Straight from the Heart Advice from WBIR Chief Meteorologist Todd Howell:
The Importance of Weather Radios
Severe weather can happen anytime during the year, not just in the spring. Every home needs a working Weather Radio. Statistics show that in today's society the majority of citizens get their severe weather information from television, but what about the times when your television isn't on, say for example in the middle of the night while you are sleeping? This is where a working Weather Radio can save your life during severe weather...day or night. These radios are affordable, and are well worth the investment.

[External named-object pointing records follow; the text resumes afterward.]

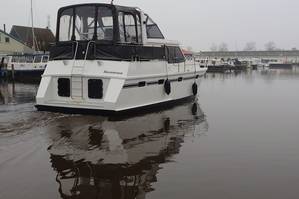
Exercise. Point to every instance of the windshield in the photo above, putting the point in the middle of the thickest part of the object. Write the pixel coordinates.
(86, 23)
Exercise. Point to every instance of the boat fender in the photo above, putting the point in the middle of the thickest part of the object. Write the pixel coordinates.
(167, 87)
(194, 89)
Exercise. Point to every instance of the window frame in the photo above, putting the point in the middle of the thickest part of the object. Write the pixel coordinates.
(74, 15)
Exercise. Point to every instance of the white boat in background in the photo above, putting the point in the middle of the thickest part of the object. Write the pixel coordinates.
(110, 58)
(28, 65)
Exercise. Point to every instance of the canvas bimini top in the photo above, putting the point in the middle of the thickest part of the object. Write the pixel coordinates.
(110, 32)
(104, 22)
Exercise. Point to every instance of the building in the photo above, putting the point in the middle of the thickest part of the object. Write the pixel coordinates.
(43, 36)
(11, 45)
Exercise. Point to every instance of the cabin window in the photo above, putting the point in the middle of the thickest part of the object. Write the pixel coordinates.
(152, 29)
(95, 88)
(45, 59)
(105, 24)
(87, 19)
(64, 87)
(66, 25)
(175, 54)
(129, 28)
(38, 59)
(84, 22)
(29, 59)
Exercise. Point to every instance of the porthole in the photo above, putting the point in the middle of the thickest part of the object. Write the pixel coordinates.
(64, 87)
(95, 88)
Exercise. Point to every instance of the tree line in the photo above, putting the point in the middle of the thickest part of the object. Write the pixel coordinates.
(249, 46)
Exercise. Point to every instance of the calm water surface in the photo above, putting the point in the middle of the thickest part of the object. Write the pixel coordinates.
(239, 140)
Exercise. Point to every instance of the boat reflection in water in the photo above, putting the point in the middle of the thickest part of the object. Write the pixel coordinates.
(118, 159)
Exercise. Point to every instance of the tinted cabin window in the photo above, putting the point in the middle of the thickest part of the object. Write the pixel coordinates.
(37, 59)
(152, 30)
(66, 25)
(105, 24)
(45, 59)
(95, 88)
(175, 54)
(85, 21)
(64, 87)
(129, 28)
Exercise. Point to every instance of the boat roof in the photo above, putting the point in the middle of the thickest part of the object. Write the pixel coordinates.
(116, 7)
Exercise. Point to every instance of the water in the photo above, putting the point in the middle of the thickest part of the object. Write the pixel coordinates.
(242, 142)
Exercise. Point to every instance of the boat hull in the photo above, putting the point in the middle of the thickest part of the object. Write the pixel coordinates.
(127, 87)
(144, 109)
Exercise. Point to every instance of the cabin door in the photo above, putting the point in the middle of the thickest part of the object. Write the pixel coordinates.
(77, 79)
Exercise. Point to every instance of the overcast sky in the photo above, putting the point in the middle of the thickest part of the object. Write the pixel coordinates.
(195, 23)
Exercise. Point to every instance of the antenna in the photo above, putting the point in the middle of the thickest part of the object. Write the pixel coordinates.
(49, 22)
(33, 36)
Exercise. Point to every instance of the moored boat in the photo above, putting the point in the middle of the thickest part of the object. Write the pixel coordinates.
(110, 58)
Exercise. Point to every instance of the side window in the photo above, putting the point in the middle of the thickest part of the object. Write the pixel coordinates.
(66, 25)
(175, 54)
(37, 59)
(45, 59)
(152, 29)
(129, 28)
(84, 23)
(105, 24)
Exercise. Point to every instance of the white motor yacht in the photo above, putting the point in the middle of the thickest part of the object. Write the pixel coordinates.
(110, 58)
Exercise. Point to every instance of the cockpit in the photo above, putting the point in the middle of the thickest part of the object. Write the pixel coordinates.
(109, 32)
(104, 22)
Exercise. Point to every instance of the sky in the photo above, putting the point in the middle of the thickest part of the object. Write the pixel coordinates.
(195, 23)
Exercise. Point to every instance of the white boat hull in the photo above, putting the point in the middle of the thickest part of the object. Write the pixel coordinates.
(126, 85)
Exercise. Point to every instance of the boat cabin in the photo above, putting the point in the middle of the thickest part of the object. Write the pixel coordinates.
(110, 32)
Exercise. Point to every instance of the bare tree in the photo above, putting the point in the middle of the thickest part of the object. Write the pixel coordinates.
(270, 46)
(250, 46)
(223, 47)
(213, 47)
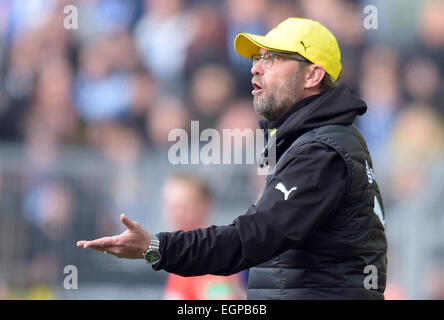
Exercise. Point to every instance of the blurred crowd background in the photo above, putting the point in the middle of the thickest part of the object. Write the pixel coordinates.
(85, 116)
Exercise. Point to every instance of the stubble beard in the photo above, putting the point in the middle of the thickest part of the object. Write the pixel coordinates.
(278, 101)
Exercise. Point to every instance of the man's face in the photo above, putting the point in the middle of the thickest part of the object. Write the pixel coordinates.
(278, 88)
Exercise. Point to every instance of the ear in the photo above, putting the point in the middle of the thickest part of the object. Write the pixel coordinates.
(313, 75)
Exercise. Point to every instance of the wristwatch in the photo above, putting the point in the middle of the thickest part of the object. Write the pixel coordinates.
(152, 255)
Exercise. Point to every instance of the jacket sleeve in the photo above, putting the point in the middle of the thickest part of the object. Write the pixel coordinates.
(308, 188)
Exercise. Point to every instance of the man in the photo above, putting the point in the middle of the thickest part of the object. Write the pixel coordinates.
(318, 230)
(187, 205)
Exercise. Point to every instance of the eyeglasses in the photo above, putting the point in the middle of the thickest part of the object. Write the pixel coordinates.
(270, 55)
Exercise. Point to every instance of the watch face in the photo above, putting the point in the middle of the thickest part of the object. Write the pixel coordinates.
(152, 256)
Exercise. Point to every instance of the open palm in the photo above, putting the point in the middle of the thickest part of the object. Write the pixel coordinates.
(129, 244)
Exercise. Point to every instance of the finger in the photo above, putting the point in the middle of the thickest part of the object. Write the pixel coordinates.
(100, 243)
(81, 243)
(127, 222)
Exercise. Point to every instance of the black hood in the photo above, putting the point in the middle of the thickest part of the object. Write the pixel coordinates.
(338, 106)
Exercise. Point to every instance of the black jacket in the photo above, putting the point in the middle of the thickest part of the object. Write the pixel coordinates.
(313, 231)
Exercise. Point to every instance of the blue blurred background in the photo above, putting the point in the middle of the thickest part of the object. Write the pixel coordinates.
(85, 116)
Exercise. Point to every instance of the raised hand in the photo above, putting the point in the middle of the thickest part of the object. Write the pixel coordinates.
(130, 244)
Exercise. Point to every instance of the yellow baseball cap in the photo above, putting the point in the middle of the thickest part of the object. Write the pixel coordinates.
(307, 37)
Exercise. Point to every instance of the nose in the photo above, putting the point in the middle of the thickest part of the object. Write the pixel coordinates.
(258, 68)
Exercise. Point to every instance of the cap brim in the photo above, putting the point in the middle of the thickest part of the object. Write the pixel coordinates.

Click link for all the counties' codes: http://www.nws.noaa.gov/nwr/ccov.php?State=TN
When shopping for a weather radio, purchase one with a tone alarm. This is really a big key to the whole equation and radios without this feature are unable to alert you during severe weather. When the radio is in alert mode, it is on but silent, listening for the special tone that the National Weather Service puts out when a watch or warning is issued that will activate the alarm on your radio. This will serve as an "alarm clock" for you relative to severe weather, especially when you are sleeping or away from your television. Once you receive the alarm, you can listen to the radio message and tune into the WBIR Weather Center for the latest information.
You should also look for one with S.A.M.E. technology which stands for Specific Area Message Encoding and it allows the user to program their radio so that they get alerts for a SPECIFIC county or counties! For example if you want Knox County watches and warnings only, you are able to program this radio to accomplish that. You can program your radio with as many or as few counties as you like.
A battery backup is also critical in case of a loss of power, which can happen when severe weather occurs.
Just like a smoke detector against fires, this radio is the best and cheapest life insurance policy you can buy for yourself and your family against severe weather.